MUARA ENIM - Kelompok masyarakat Komunike Arus Bawah Anti Pemufakatan Jahat menggelar aksi damai di depan Kantor Bupati Muara Enim, Sumatera Selatan, Kamis (27/11/2025). Aksi dipimpin Koordinator H. Adriansyah dan menyoroti dugaan penyimpangan dalam pengadaan barang dan jasa serta pelaksanaan proyek pemerintah.
Dalam aksinya, Adriansyah mengingatkan kembali kasus korupsi yang menjerat Bupati dan Wakil Bupati Muara Enim pada 2019. Menurutnya, peristiwa tersebut seharusnya menjadi pelajaran agar pemerintahan saat ini lebih ketat menerapkan prinsip transparansi dan antikorupsi.
Menurut Adriansyah, ada tiga persoalan yang disoroti kelompoknya,
Dugaan pengkondisian proses lelang proyek sejak tahap awal. Dugaan penggunaan material tambang batuan ilegal pada sejumlah proyek konstruksi. Dugaan maladministrasi penarikan pajak galian C oleh Badan Pendapatan Daerah (Bapenda).
Dalam pernyataan resminya, Koordinator Aksi H. Adriansyah menyampaikan, Pemerintah daerah menghentikan proyek konstruksi yang memakai material tambang ilegal sesuai ketentuan kontrak.
Tidak melakukan pembayaran kepada penyedia jasa yang terbukti menggunakan material ilegal.
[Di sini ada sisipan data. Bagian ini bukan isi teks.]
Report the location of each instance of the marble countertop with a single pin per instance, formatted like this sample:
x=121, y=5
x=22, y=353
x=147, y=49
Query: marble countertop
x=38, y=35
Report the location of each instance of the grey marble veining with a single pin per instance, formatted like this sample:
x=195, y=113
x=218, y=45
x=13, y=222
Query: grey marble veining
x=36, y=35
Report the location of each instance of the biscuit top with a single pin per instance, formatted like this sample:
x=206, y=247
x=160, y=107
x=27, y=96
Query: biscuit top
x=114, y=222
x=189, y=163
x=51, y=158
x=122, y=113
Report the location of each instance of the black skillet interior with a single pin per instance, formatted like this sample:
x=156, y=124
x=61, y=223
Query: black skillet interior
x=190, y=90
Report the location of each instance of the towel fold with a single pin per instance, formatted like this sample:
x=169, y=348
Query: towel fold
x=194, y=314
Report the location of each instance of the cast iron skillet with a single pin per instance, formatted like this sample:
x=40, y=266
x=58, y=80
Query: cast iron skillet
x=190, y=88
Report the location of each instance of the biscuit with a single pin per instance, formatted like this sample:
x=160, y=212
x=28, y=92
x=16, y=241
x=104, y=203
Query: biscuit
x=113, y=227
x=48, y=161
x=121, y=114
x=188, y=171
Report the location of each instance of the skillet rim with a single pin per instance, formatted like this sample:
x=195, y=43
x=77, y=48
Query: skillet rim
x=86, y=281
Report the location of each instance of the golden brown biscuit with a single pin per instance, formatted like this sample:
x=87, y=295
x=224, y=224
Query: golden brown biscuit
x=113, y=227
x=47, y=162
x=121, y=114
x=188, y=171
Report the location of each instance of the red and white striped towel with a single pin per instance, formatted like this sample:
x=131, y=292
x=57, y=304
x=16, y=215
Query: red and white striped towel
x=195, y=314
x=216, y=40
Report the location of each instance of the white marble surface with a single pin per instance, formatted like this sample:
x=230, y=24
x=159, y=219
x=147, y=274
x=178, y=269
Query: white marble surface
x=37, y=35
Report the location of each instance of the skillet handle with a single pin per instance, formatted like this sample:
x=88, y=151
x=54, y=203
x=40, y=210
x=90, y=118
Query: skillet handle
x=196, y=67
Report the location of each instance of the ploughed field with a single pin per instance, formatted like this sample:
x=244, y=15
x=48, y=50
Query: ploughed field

Bapenda tidak menarik atau memungut pajak galian C ilegal. Menghentikan pemungutan pajak galian C kepada penyedia jasa yang menggunakan material tanpa legalitas tambang.
Selain itu, Adriansyah juga meminta penindakan terhadap pihak-pihak yang menurutnya terlibat dalam dugaan pengkondisian proyek dan pembiaran penggunaan material tambang ilegal.
Aksi berlangsung tertib dengan pengamanan aparat kepolisian. Hingga berita ini diterbitkan, Pemerintah Kabupaten Muara Enim belum memberikan keterangan resmi atas tuntutan tersebut.